It didn’t take long for those with a stake in OSHA’s ergonomics standard to weigh in with reactions to the final rule’s release on November 14.

In fact, the National Association of Manufacturers got a jump and asked the U.S. Court of Appeals for the D.C. Circuit to review the standard six days before it was even published. The U.S. Chamber of Commerce and several other business groups marched to court to challenge the standard the day before it was officially released.

Reactions to the rule demonstrate just how divisive the entire decade-long process of writing ergo requirements has been. Here’s a sampling of views:

AFL-CIO President John Sweeny called the standard “the most important worker safety action developed in the agency’s history.”

“It’s a political payoff. And it’s a scandal,” said Mike Baroody, NAM’s senior vice president for policy, communications, and public affairs.

“OSHA should be commended for its persistent efforts,” said Mary Foley, president of the American Nurses Association.

“OSHA’s refusal to listen to reason as they rushed ahead with this ill-advised and illegal proposal is an example of irresponsible government at its worst,” said Thomas Donohue, President and CEO of the U.S. Chamber of Commerce.

What happens next? The standard goes into effect days before the Clinton administration leaves Washington — January 16 — and is to be phased in over four years. The first compliance deadline is October 14, 2001, when employers must begin to distribute information on the standard to employees and must begin to receive and respond to reports of related injuries.

Whether compliance dates hold firm depend on several wild cards:

  • The outcome of the presidential election — George W. Bush’s campaign platform included a promise to withdraw OSHA’s proposed ergo standard; Al Gore supported the need for the rule.
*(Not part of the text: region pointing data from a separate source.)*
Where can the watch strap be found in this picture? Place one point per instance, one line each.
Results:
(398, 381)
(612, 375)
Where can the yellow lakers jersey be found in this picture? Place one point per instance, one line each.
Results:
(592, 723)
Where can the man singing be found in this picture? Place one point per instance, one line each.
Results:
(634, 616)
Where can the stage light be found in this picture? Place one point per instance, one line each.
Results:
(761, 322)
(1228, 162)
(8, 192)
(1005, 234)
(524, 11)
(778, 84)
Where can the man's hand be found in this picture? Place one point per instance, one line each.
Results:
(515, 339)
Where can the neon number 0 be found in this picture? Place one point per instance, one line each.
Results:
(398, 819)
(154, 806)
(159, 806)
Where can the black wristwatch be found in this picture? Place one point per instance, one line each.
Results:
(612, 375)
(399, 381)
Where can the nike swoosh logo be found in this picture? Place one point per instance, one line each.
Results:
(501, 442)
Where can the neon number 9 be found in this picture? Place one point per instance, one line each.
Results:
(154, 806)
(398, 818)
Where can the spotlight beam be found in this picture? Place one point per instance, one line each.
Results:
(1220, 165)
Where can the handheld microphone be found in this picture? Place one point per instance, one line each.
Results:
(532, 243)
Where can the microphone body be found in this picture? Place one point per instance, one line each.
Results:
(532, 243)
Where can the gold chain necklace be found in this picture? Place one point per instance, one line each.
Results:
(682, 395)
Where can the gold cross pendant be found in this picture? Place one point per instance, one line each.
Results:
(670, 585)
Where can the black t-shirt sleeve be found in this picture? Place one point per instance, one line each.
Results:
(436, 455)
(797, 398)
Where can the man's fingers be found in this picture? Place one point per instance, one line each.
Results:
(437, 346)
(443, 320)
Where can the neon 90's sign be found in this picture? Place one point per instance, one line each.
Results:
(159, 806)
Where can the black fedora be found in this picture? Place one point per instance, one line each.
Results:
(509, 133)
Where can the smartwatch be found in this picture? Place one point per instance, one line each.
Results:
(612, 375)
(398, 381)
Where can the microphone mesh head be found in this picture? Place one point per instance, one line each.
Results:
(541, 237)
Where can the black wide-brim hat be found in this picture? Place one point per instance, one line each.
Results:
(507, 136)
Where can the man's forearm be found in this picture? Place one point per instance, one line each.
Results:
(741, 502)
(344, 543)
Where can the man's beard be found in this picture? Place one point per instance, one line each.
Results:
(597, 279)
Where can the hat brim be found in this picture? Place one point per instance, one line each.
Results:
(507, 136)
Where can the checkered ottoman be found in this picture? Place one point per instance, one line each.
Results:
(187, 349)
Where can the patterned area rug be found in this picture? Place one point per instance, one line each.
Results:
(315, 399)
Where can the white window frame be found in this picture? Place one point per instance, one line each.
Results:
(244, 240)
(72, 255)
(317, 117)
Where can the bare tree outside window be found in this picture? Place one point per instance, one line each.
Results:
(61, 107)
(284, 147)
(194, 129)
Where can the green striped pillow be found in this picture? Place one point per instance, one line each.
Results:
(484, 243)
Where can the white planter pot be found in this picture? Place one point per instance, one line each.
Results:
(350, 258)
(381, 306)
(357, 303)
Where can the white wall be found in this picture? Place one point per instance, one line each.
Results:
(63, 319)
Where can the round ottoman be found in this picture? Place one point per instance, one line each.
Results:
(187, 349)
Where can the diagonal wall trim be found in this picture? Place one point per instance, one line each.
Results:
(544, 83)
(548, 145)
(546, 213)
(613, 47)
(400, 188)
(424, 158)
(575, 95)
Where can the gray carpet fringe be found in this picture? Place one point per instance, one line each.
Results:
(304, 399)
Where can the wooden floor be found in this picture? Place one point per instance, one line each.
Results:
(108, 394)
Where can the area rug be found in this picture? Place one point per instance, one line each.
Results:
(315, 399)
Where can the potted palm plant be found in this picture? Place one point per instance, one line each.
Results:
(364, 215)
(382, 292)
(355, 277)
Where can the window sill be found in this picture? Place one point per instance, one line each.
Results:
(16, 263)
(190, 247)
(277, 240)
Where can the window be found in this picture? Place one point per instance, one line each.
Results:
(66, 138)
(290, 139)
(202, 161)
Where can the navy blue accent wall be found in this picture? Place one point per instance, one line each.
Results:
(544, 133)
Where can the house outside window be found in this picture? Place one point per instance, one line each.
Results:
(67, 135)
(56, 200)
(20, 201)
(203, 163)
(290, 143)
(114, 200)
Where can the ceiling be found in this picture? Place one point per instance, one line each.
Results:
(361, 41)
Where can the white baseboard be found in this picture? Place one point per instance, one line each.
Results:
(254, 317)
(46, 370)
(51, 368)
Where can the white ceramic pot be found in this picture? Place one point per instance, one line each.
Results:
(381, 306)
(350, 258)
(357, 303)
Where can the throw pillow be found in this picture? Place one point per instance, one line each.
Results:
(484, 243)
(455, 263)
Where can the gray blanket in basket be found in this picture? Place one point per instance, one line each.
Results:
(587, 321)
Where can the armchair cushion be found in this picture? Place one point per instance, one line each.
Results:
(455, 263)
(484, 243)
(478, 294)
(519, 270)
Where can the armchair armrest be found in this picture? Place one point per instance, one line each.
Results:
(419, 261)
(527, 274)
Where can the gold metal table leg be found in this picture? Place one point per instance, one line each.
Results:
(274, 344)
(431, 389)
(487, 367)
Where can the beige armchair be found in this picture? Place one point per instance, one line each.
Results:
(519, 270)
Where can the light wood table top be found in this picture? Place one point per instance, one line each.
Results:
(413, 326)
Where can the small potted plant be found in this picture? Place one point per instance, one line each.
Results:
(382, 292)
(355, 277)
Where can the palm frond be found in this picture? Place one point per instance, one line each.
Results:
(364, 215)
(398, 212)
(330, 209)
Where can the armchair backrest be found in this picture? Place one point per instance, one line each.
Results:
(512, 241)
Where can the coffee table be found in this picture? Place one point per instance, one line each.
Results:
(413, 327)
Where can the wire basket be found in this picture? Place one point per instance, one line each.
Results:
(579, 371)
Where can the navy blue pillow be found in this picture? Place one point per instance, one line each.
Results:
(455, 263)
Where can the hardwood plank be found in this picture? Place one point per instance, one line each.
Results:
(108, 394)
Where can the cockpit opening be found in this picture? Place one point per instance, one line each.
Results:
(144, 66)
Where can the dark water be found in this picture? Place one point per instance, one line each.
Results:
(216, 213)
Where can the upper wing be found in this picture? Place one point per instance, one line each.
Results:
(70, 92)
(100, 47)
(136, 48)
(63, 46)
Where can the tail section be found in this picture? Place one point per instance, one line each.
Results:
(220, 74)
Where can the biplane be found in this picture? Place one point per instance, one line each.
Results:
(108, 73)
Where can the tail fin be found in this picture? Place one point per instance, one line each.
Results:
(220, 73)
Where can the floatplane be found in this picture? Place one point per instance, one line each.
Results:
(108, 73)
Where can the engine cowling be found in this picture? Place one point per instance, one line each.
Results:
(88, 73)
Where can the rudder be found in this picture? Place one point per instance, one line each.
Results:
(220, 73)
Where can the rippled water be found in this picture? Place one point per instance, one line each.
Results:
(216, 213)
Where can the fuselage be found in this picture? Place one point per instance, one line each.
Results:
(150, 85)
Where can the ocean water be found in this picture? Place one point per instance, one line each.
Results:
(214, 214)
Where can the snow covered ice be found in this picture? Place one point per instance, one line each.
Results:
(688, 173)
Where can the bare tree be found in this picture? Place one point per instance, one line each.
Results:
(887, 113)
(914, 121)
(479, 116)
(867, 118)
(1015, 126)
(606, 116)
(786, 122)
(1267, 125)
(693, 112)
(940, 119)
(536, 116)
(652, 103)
If Bush finally wins, he could take steps to suspend the standard pending a review by his Labor Department appointees. Ronald Reagan took similar action on OSHA standards covering noise and chemical labeling soon after his inauguration in 1981. But take note: those rules on hearing conservation and hazard communication did become law a few years later.

  • Congress is set to reconvene in early December to finish up budget business, including funds for the Department of Labor. Depending on who is the president-elect, lawmakers could try to restrict OSHA’s implementation of the ergo rule.

  • The court challenges will take time to play out, but could postpone or scuttle the standard. That’s what happened when OSHA set new permissible exposure limits for hundreds of chemicals in the last days of the Reagan administration in January, 1989. In 1992, a federal court of appeals ruled that OSHA had not sufficiently explained how the new PELs would reduce a significant health risk, and how compliance with the standard was technically and economically feasible. The same issues are being raised in lawsuits against the ergo standard.